Узрев столь щедрую награду за свой подвиг – краску в ее щеках, ее безраздельное внимание, – Джо стоял и большим пальцем чесал нос: легкость успеха смутила его, точно борца, что уложил противника на маты спустя девятнадцать секунд после начала первого раунда.
– Я тебя знаю, – сказала Роза, снова краснея. – В смысле, я… тебя вспомнила.
– Я тебя тоже помню, – ответил он, понадеявшись, что в голос не прокралась похоть.
– А ты бы… я бы хотела показать тебе мою живопись, – сказала она. – Если хочешь. У меня тут… студия наверху.
Джо замялся. С прибытия в Нью-Йорк он не дозволял себе общаться с женщинами удовольствия ради. По-английски это нелегко, и вообще он сюда не с девчонками флиртовать приехал. У него нет времени, и более того, он считал, что не имеет права на такие радости, а равно на обязательства, что неизбежно воспоследуют. Ему казалось – он этого не формулировал, но ощущение было сильное и по-своему утешительное, – что свобода его оправдана лишь в той мере, в которой он зарабатывает ею свободу для брошенных родных. Его жизнь в Америке условна, временна, не обременена личными связями, помимо дружбы и партнерства с Сэмми Клеем.
– Я…
И в этот миг его отвлекли – где-то в гостиной кто-то говорил по-немецки. Джо развернулся, поискал и нашел в гвалте лиц те губы, что двигались в такт элегантным тевтонским слогам. Мясистые губы, сурово чувственные, уголки опущены эдак просвещенно, в гримасе проницательного суждения и горького здравомыслия. Гримасничающий был подтянут и спортивен, в черной водолазке и вельветовых брюках, почти без подбородка, зато с высоким лбом и крупным горделивым германским носом. Волосы тонкие и светлые, блестящие черные глаза поблескивали озорством, изобличавшим фальшь сумрачной мины. В этих глазах горело воодушевление, наслаждение предметом беседы. Речь шла, насколько разобрал Джо, о танцевальной труппе чернокожих братьев Николас.

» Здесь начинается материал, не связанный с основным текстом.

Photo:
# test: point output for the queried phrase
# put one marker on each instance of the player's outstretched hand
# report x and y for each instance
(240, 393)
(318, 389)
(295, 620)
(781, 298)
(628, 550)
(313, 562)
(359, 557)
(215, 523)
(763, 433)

Джо захлестнул знакомый восторг, адреналиновое пламя, что выжигало сомнения и смятение, оставляя по себе лишь чистый, прозрачный, бесцветный дымок ярости. Джо глубоко вздохнул и повернулся к немцу спиной[7].
– Я очень хочу посмотреть твои работы, – сказал он.
10
Лестница была крута, а ступени узки. Над первым этажом наросли еще три, и Роза вела Джо на самый верх. Они карабкались; мрак и жуть сгущались. Слева и справа висели сотни обрамленных портретов Розиного отца, тщательно подогнанных, точно кафель, и покрывавших стены до последнего дюйма. На всех, насколько Джо разглядел в ходе этой стремительной экскурсии, модель складывала лицо в одну и ту же дурацкую гримасу человека, сдерживающего пердеж; если разница между снимками и была – не считая того, что одни люди лучше других умеют наводить фокус телепатическим способом, – Джо не заметил. Они взбирались в сгущающейся тьме, и Джо ориентировался только по свету Розиной ладони у себя на запястье, по легкому и ровному потоку электрических разрядов, что тек сквозь проводящую среду их пота. Джо спотыкался, как пьяный, и смеялся, когда Роза его подгоняла. Рука вроде болела, но он не обращал внимания. На повороте площадки верхнего этажа прядь Розиных волос хлестнула его по лицу, и на миг он до хруста стиснул ее зубами.